Les croyances peuvent également s'aborder comme des dispositifs collectifs de classement, de mise en
ordre et en catégories du monde. Rites et croyances permettent aux sociétés d'exorciser les risques, non pas que
les croyants établissent une relation causale objective entre l'accomplissement du rite et un risque ou son
évitement, mais parce que ces rites réactivent la collectivité menacée par le risque (E. Durkheim, les formes
élémentaires de la vie religieuse, 1912). Le positivisme scientifique émanerait selon le sociologue de la pensée
religieuse. L'enquête de terrain sur la sorcellerie dans le bocage mayennais par J. Favret-Saada récuse également
l'opposition entre pensée scientifique rationnelle et pensée magique irrationnelle : la sorcellerie remplit bien une
fonction logique au sein de la communauté des croyants, en attribuant une signification, et donc une maîtrise
symbolique (Les mots, la mort, les sorts, 1978). Pour P. Bourdieu, les pratiques, les choix ont des motifs
essentiellement irréfléchis, inconscients, et ne sauraient se réduire à des arbitrages individuels. Pourtant, ils ont
pour matrice l'habitus, ensemble des dispositions structurées et structurantes acquises par socialisation. De ce fait,
les aspirations et les goûts des individus sont ajustées aux probabilités objectives d'accès aux positions et aux
ressources de l'espace social. Les trajectoires sociales sont risquées, mais l'habitus, antinomique de la rationalité
individuelle de l'homo oeconomicus, modère ces aléas.
Rechercher la rationalité des décisions à l'échelle des individus ou à l'échelle des groupes engage des
démarches différentes en sciences sociales. Ainsi, la régression logistique (doc.5) repère la rationalité des
individus et ses obstacles, d'autant plus quand elle sépare les préférences, l'aversion au risque d'une part, et les
déterminants sociodémographiques d'autre part, traitées comme des variables distinctes et indépendantes. En
revanche, l'analyse factorielle (doc.4) dégage éventuellement la logique d'un système social en repérant des types
de comportement qui ont une valence différentielle. La risquophobie des uns et la risquophilie des autres peuvent
alors être le reflet de logiques de domination.
III-C) rationalité individuelle, irrationalité collective.
La gestion des risques donne souvent lieu à ce que M. Weber appelle le « paradoxe des conséquences ».
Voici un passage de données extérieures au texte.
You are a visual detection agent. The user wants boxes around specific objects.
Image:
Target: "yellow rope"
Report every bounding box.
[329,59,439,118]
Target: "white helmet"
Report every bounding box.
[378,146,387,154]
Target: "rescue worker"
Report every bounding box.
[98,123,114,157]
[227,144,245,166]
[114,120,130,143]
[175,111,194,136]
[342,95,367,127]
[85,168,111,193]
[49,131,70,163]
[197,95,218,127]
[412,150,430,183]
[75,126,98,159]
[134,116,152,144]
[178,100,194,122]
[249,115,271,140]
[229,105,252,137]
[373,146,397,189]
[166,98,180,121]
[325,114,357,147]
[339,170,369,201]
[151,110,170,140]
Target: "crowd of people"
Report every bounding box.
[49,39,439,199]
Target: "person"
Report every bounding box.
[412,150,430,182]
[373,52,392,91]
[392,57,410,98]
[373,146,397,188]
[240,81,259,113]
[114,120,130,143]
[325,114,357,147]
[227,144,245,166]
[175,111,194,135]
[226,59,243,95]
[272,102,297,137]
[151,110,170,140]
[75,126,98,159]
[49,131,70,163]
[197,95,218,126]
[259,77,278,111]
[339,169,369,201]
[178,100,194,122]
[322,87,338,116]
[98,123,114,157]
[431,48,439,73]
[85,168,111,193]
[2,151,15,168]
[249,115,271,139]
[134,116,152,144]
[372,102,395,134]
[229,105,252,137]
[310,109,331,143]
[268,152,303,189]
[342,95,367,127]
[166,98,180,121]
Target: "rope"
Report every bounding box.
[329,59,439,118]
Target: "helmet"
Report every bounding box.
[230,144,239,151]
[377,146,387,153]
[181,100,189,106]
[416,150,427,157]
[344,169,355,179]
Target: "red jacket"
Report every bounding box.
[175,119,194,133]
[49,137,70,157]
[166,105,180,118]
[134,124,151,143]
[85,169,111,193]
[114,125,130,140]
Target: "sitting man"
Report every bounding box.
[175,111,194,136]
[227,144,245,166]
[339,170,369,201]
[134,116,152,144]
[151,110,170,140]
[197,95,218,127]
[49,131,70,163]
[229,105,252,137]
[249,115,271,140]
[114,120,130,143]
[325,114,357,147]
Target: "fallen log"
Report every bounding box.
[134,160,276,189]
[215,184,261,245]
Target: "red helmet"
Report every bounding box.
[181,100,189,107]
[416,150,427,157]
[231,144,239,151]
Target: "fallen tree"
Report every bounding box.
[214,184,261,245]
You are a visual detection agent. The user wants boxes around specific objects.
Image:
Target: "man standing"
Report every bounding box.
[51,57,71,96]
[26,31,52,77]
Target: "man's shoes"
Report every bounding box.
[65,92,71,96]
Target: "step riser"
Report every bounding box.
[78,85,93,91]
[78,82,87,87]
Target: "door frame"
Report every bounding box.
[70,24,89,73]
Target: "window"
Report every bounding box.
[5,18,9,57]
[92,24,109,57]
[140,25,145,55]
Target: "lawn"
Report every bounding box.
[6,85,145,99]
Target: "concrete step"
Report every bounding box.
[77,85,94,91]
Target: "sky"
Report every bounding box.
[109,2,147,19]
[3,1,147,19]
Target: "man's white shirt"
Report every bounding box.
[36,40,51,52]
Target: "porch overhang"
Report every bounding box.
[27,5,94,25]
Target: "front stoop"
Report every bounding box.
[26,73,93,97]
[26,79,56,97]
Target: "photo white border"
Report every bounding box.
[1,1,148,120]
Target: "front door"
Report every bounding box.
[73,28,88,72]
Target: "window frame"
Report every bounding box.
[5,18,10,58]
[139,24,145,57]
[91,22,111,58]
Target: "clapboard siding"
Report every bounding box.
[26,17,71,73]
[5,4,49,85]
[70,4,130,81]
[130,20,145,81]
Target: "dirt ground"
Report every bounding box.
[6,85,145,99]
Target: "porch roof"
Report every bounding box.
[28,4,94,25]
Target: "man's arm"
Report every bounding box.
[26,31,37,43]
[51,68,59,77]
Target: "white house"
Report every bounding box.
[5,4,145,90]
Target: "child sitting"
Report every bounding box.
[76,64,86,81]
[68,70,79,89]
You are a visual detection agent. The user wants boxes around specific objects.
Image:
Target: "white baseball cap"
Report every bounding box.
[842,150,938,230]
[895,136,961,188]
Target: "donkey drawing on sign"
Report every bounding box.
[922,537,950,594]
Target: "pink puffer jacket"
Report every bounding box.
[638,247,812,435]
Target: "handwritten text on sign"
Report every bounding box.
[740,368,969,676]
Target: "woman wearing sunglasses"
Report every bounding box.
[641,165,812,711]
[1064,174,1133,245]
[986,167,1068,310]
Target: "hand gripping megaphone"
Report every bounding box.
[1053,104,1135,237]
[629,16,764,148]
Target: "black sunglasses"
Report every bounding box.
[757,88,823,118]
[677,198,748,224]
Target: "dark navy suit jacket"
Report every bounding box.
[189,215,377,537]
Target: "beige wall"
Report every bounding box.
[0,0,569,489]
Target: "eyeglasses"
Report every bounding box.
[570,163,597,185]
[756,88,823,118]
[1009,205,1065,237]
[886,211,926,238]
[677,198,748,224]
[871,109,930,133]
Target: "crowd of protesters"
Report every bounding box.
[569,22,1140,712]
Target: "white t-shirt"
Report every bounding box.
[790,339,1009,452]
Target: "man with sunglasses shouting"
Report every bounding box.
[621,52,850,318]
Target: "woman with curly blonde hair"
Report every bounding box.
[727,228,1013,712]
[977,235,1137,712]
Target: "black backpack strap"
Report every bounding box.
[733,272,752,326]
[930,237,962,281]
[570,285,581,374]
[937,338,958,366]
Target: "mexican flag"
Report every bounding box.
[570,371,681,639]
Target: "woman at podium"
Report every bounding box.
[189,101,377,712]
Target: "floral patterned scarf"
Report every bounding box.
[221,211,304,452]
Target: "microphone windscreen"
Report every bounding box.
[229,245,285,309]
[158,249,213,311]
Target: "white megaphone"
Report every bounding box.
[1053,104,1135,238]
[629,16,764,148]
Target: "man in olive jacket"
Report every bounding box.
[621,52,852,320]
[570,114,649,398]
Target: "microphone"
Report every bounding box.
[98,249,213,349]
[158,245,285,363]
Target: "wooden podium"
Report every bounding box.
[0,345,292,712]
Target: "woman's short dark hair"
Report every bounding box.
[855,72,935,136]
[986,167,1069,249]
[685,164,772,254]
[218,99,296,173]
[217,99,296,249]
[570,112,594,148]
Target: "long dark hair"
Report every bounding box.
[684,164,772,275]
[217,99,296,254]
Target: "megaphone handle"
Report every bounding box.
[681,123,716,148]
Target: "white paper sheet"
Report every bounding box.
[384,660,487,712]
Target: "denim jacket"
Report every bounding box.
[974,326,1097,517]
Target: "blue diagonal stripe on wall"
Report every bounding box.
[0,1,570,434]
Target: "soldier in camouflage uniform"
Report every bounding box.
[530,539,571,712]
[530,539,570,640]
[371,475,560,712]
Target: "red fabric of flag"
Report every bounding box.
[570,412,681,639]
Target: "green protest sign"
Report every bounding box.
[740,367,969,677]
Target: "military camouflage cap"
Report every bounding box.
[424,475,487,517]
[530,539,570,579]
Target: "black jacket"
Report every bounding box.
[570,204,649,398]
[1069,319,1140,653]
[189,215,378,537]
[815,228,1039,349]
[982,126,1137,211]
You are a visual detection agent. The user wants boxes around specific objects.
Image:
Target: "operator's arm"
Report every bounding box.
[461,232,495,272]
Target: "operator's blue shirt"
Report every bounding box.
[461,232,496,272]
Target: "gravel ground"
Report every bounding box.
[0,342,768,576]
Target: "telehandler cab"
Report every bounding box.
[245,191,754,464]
L'agrégation de décisions individuelles peut produire des effets contre-productifs. R. Boudon est ainsi le
promoteur en sociologie de la théorie du choix rationnel, mais aussi de ses effets émergents. Le report des
risques sur les sous-traitants et les salariés est une stratégie rationnelle de l'entreprise (doc.3), de même que
l'intensification du travail et la polyvalence qui flexibilise le processus de production et engendre des gains de
productivité. Cependant, ils disséminent des risques qui en s'accumulant (doc.2), fragilisent l'organisation de
l'entreprise et mettent sous pression le système de protection sociale.
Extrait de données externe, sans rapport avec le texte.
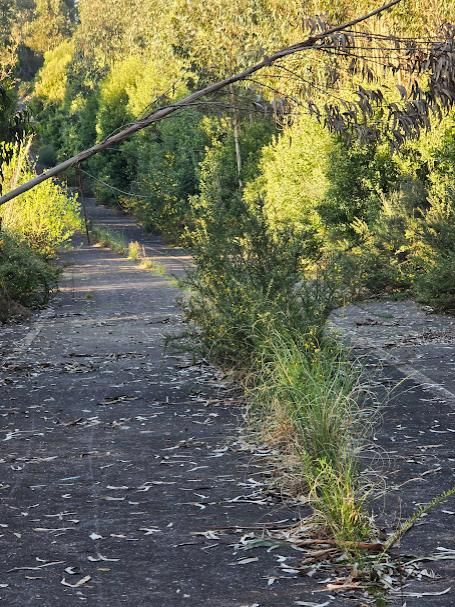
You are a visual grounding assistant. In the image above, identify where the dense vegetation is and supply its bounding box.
[0,0,80,321]
[3,0,455,556]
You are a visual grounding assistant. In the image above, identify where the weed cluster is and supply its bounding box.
[0,231,58,320]
[184,202,373,544]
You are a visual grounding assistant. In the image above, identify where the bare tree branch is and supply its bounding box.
[0,0,401,205]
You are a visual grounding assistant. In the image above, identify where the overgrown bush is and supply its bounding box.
[0,145,81,257]
[0,231,58,317]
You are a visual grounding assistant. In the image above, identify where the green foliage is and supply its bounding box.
[35,40,75,103]
[0,146,81,257]
[246,117,333,231]
[0,231,58,312]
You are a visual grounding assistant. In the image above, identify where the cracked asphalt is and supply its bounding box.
[0,204,338,607]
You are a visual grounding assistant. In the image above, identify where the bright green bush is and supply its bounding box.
[0,146,81,257]
[0,231,58,313]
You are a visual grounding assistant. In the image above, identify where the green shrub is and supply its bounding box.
[0,231,58,307]
[38,145,57,168]
[0,145,81,257]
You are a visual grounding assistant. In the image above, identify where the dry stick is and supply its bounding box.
[0,0,401,205]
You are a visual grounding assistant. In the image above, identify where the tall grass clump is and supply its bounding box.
[252,326,372,545]
[185,200,372,546]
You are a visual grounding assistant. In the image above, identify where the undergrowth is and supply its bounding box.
[0,231,58,320]
[184,201,374,553]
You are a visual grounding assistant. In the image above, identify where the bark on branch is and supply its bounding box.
[0,0,401,205]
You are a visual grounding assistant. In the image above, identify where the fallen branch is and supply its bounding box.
[0,0,401,205]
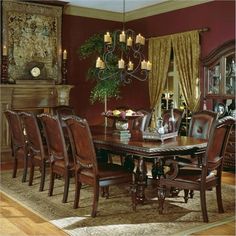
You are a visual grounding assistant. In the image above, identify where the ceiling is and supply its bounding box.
[63,0,170,13]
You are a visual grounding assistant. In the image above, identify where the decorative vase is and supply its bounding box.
[116,120,129,130]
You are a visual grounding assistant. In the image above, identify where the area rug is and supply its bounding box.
[0,171,235,236]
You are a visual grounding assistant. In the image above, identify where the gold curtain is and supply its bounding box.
[171,30,200,112]
[148,36,171,128]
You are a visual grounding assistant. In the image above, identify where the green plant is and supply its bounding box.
[79,34,122,103]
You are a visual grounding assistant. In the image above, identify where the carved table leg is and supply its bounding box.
[136,157,147,204]
[157,187,165,214]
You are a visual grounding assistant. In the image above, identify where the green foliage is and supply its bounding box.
[79,34,122,103]
[79,34,104,59]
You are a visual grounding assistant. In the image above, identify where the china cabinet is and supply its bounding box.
[203,40,236,109]
[203,40,236,169]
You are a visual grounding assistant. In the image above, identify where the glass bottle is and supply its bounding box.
[168,106,176,133]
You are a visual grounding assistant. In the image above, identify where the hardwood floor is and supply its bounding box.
[0,163,235,236]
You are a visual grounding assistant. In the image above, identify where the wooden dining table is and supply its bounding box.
[90,126,207,206]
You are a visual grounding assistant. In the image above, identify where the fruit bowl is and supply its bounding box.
[102,109,143,121]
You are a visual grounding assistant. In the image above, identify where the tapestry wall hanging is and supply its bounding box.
[2,1,62,83]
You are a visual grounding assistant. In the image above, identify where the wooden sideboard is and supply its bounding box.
[0,81,74,162]
[224,125,235,171]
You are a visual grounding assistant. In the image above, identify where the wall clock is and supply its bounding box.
[26,61,47,79]
[214,102,226,118]
[30,66,41,78]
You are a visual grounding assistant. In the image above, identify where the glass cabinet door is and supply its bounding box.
[223,54,236,95]
[207,62,222,94]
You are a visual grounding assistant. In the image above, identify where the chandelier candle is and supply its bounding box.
[96,0,152,84]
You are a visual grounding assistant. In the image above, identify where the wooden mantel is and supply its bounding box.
[0,81,74,162]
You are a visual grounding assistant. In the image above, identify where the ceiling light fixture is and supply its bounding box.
[96,0,152,84]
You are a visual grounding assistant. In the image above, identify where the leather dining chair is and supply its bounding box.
[175,110,217,202]
[38,114,74,203]
[63,116,132,217]
[152,108,185,179]
[162,108,184,132]
[53,105,75,152]
[158,116,235,222]
[4,110,28,182]
[19,112,49,191]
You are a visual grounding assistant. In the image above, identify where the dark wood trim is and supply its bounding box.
[202,39,235,67]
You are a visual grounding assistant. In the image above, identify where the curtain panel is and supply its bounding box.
[171,30,200,112]
[148,36,171,128]
[148,30,200,128]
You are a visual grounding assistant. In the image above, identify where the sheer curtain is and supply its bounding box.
[148,36,171,128]
[171,30,200,112]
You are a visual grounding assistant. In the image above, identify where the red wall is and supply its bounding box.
[62,1,235,124]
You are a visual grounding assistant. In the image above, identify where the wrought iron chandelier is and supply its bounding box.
[96,0,152,84]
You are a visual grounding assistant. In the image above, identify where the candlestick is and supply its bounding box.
[127,37,133,47]
[119,31,125,43]
[61,58,67,84]
[118,58,125,69]
[147,61,152,70]
[62,49,67,60]
[128,61,134,71]
[1,55,8,84]
[2,45,7,56]
[141,60,147,70]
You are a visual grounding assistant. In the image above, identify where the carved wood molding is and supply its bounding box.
[202,40,235,66]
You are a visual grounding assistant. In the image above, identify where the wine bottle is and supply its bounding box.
[168,106,176,133]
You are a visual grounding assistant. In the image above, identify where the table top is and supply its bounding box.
[90,126,207,158]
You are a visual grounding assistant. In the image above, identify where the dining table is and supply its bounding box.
[90,126,207,206]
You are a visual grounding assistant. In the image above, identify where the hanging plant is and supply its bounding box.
[79,34,122,103]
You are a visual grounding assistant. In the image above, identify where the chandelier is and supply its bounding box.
[96,0,152,84]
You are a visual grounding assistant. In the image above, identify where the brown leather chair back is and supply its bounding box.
[63,116,97,173]
[162,109,184,132]
[4,110,25,148]
[19,112,45,161]
[132,110,152,131]
[53,105,75,127]
[38,114,69,167]
[207,116,235,171]
[188,110,217,139]
[4,110,28,182]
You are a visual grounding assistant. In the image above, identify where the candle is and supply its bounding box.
[135,34,142,44]
[140,36,145,45]
[100,60,105,69]
[118,58,125,69]
[96,57,102,68]
[141,60,147,70]
[62,50,67,60]
[147,61,152,70]
[104,32,111,43]
[2,45,7,56]
[120,31,125,43]
[195,78,199,99]
[128,61,134,70]
[127,37,133,47]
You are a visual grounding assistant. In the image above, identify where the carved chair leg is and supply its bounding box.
[62,171,70,203]
[157,187,165,214]
[74,179,82,209]
[189,190,194,198]
[216,183,224,213]
[130,173,137,211]
[22,156,28,183]
[101,186,109,199]
[184,189,189,203]
[91,181,99,217]
[29,159,34,186]
[12,156,18,178]
[48,170,55,196]
[39,163,46,192]
[200,189,208,223]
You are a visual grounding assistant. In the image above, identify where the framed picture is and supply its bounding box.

De manière analogue, la titrisation et les innovations financières ont permis à des banques de satisfaire les
normes prudentielles, mais accru l'opacité des marchés et engendré un risque systémique. L'évolution des
régulations bancaires après la crise des subprimes porte d'ailleurs sur ce risque systémique, qui motive par
exemple dans le cadre de l'Union Bancaire européenne une surveillance plus étroite des plus grandes banques.
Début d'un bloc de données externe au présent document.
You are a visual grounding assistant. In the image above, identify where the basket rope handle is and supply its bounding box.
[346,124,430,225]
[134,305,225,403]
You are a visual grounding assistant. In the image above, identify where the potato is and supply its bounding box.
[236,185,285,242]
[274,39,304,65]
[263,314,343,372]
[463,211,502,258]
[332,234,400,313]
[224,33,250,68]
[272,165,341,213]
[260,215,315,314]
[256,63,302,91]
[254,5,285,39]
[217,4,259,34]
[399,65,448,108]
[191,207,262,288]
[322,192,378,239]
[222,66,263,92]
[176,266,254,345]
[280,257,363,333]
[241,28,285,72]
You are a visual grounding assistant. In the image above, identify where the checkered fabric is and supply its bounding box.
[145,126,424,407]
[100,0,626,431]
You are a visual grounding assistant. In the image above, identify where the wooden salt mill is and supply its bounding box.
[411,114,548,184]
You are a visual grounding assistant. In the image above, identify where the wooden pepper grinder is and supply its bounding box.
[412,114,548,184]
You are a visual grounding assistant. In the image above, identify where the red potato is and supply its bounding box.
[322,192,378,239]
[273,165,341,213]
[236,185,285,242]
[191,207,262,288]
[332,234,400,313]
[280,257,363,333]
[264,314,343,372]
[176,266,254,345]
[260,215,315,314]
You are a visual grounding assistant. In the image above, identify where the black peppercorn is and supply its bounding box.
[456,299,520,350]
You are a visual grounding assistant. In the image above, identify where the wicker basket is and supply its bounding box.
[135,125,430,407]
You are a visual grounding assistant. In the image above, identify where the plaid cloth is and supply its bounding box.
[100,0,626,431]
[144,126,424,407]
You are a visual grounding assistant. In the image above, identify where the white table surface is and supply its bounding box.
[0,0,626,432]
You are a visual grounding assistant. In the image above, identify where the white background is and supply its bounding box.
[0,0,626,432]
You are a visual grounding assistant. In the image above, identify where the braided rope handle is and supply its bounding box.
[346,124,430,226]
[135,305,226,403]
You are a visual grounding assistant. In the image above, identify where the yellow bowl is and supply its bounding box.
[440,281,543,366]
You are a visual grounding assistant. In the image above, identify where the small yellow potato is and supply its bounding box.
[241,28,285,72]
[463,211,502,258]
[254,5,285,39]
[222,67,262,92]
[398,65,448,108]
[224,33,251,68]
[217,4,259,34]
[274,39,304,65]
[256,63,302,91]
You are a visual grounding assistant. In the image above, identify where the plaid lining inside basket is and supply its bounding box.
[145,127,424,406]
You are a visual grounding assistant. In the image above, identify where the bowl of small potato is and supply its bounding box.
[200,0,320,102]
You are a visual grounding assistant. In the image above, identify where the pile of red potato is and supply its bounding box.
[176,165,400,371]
M. Crozier (le phénomène bureaucratique, 1963) remarque de même que les règles visant à réduire
rationnellement la « marge d'incertitude » inhérente à l'autonomie des bureaucrates, tout particulièrement
lorsqu'ils sont en position de « marginal sécant », ne font que complexifier l'organisation et creusent davantage
de « marges d'incertitude » qu'elles n'en comblent.